BOONEVILLE, Miss. (WTVA) - Over two weeks of the federal government shutdown has passed, and as days go on, funding for certain federal programs are called into question.
One program that many have questioned is the free and reduced meal program provided by the U.S. Department of Agriculture.
At the end of every month, schools across the country are reimbursed for the program.
The USDA said, at this point, there are funds left over from fiscal year 2013 to fund the next few months, however, there are still a few concerns as the shutdown continues.
"Well, we're just taking a 'wait and see' attitude," said Booneville School District Food Director Brenda Massey. "We just take it one day at a time."
She said nearly 61 percent of students in her school district receive free or reduced lunches.
"For a lot of those children, this is the best meal they get of the day," Massey said.

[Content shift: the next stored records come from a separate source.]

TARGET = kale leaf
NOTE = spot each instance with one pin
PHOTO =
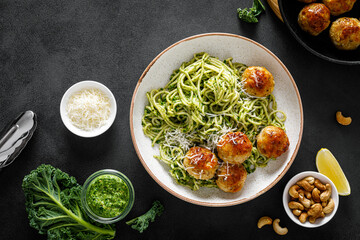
(54, 206)
(141, 223)
(250, 15)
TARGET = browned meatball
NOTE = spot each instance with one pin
(338, 7)
(231, 177)
(345, 33)
(234, 147)
(272, 142)
(201, 163)
(314, 18)
(257, 81)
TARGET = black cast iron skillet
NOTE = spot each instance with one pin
(321, 45)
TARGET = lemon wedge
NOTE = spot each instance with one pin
(327, 164)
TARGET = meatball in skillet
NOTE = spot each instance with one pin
(345, 33)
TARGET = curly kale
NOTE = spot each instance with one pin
(53, 202)
(250, 15)
(141, 223)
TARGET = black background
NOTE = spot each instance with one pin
(47, 46)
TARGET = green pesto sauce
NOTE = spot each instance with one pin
(107, 196)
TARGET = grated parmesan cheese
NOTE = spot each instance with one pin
(88, 109)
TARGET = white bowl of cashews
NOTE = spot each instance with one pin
(310, 199)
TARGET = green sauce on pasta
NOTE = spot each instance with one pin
(203, 101)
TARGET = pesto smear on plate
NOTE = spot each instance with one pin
(107, 196)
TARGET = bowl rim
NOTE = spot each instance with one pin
(334, 195)
(85, 84)
(307, 47)
(196, 202)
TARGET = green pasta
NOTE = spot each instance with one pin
(203, 101)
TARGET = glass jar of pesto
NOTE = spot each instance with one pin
(107, 196)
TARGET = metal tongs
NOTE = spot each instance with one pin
(15, 136)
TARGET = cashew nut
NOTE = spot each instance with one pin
(303, 216)
(319, 185)
(264, 221)
(315, 210)
(330, 207)
(305, 185)
(310, 180)
(324, 196)
(342, 120)
(316, 195)
(279, 230)
(297, 212)
(296, 205)
(304, 201)
(293, 191)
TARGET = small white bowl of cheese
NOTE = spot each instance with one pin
(88, 109)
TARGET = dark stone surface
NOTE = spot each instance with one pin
(46, 46)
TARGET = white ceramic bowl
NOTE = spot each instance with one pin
(78, 87)
(223, 46)
(286, 199)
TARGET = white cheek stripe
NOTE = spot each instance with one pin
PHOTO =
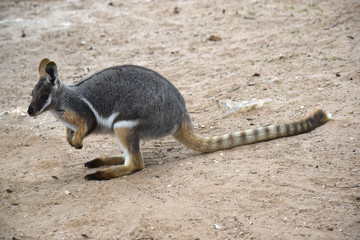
(48, 102)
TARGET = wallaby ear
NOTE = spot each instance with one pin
(42, 66)
(51, 72)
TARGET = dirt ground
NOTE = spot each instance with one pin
(300, 54)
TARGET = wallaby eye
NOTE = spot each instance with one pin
(44, 96)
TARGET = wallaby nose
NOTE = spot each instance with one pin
(31, 111)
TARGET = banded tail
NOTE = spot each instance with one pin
(186, 135)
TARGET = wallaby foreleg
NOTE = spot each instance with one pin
(133, 158)
(105, 161)
(75, 138)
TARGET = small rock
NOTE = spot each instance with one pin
(217, 226)
(214, 38)
(176, 10)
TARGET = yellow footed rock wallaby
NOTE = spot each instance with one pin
(136, 103)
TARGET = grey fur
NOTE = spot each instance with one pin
(135, 93)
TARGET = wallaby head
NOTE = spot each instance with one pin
(45, 91)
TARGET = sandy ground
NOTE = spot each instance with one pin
(301, 54)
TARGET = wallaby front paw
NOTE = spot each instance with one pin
(77, 146)
(94, 163)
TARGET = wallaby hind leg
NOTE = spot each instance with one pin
(133, 159)
(105, 161)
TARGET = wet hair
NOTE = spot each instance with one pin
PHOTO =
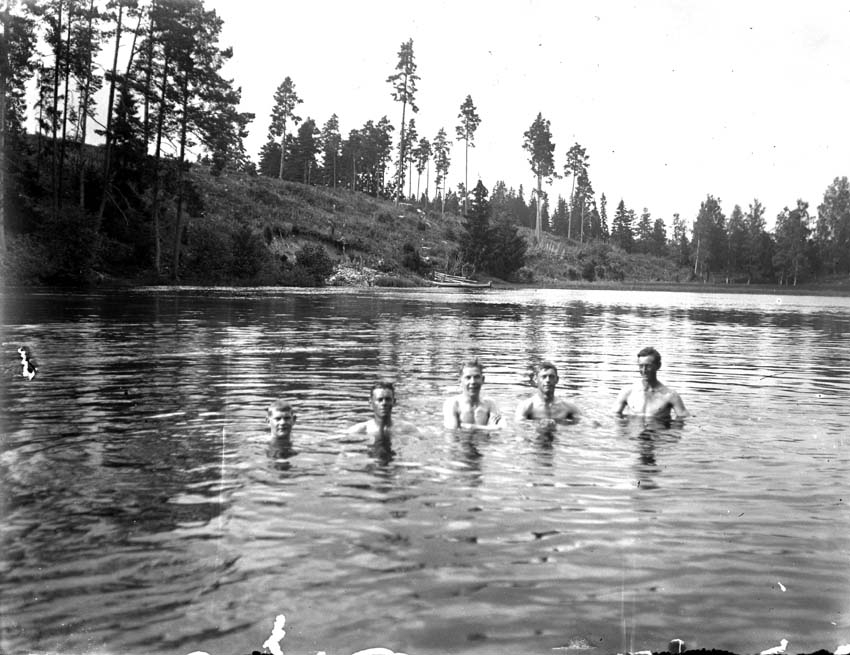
(280, 405)
(649, 350)
(472, 363)
(543, 366)
(381, 384)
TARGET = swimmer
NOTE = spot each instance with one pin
(648, 397)
(469, 409)
(280, 418)
(382, 400)
(544, 405)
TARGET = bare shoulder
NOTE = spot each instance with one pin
(358, 428)
(568, 407)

But the program will be in jeopardy if the shutdown continues into the next few months.
"If this does go on, it will affect us," Massey said.
Massey said it won't be long until those fund dry up, and the burden will fall on the school districts.

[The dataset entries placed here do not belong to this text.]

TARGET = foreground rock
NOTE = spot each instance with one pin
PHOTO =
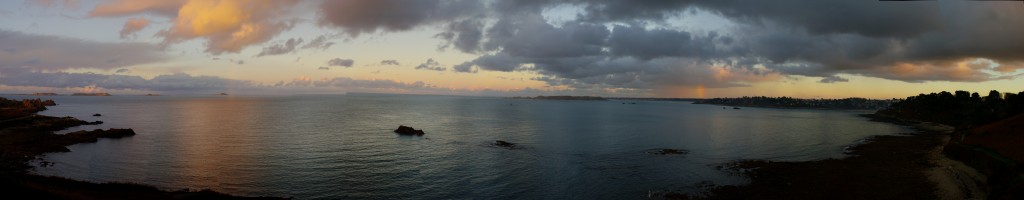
(408, 130)
(668, 152)
(25, 135)
(506, 145)
(887, 167)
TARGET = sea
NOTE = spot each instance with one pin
(343, 146)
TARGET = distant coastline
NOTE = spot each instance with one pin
(25, 135)
(565, 97)
(790, 103)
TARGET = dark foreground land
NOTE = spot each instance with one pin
(886, 167)
(25, 135)
(965, 147)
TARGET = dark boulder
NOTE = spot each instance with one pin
(668, 152)
(504, 144)
(408, 130)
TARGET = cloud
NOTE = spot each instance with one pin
(133, 25)
(227, 26)
(465, 68)
(430, 65)
(834, 79)
(130, 7)
(281, 48)
(42, 52)
(320, 42)
(172, 82)
(464, 35)
(368, 16)
(609, 41)
(389, 63)
(340, 63)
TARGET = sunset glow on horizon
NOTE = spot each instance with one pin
(512, 48)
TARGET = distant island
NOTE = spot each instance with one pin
(784, 102)
(25, 136)
(93, 94)
(572, 97)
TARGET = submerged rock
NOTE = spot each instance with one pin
(668, 152)
(408, 130)
(506, 145)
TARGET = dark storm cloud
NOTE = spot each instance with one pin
(872, 18)
(834, 79)
(50, 52)
(321, 42)
(464, 35)
(340, 63)
(632, 44)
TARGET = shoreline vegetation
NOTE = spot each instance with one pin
(964, 147)
(790, 103)
(26, 135)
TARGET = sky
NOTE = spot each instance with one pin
(718, 48)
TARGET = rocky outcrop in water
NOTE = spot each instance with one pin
(408, 130)
(668, 152)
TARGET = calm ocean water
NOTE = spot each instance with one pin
(341, 147)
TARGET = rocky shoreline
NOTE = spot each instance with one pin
(26, 135)
(906, 166)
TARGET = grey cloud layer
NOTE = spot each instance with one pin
(616, 41)
(51, 53)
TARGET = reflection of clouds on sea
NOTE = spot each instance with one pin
(343, 146)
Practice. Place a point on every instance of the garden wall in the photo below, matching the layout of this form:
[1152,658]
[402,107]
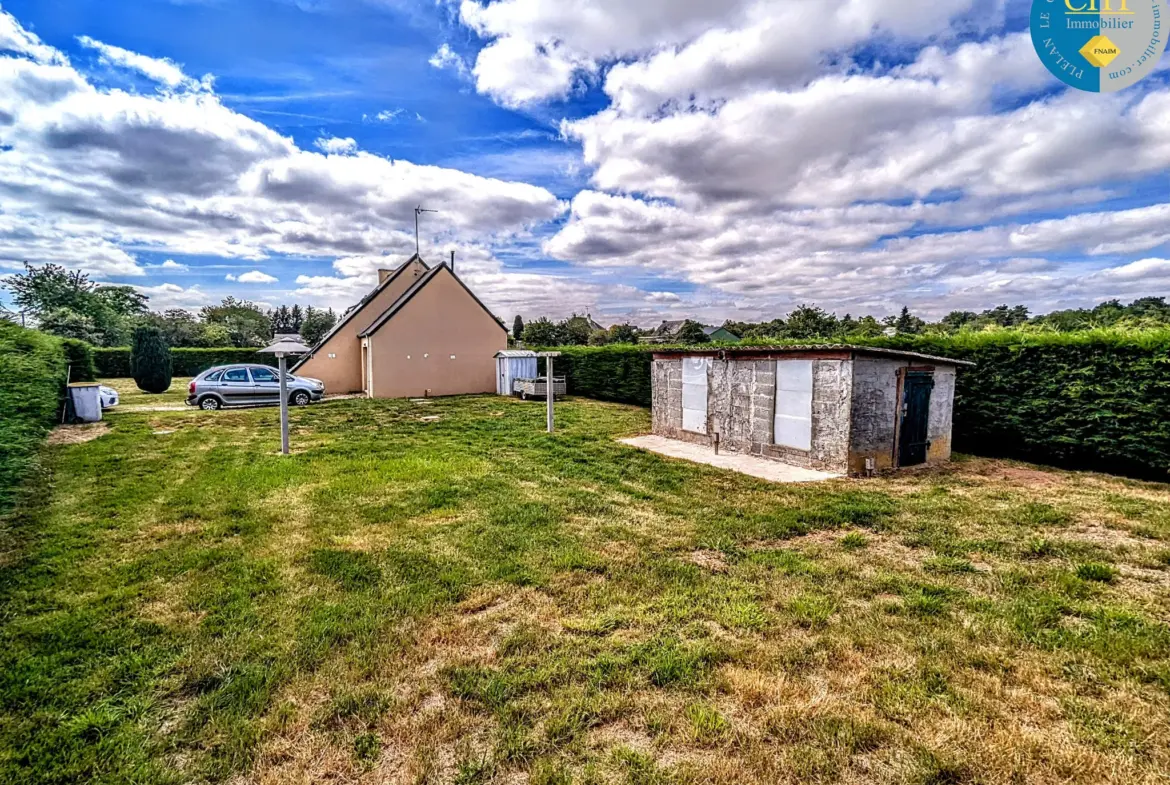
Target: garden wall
[1095,399]
[115,363]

"We would have to buy everything, versus getting 50 percent of it through the USDA, which is much cheaper," Massey explained.
Not only does the shutdown leave uncertainty for the meal program, but the reimbursement from the federal government is what pays the cafeteria workers, which begs the question, "What will happen to those workers?"
Anderson Elementary Cafeteria Manager Debbie Wright said, "I guess we would lose our jobs."
"We would have a lot of hungry kids I guess," Wright continued.
But Massey said, if it came down to furloughed cafeteria workers, then the burden would once again be on the school district and the state to pay the workers.
Massey said the state department remains optimistic, and she said nothing will stop them from feeding the children.
"They [state department] think they'll probably have the money to pay the claims and the reimbursements," Massey said. "That's what we're hoping for."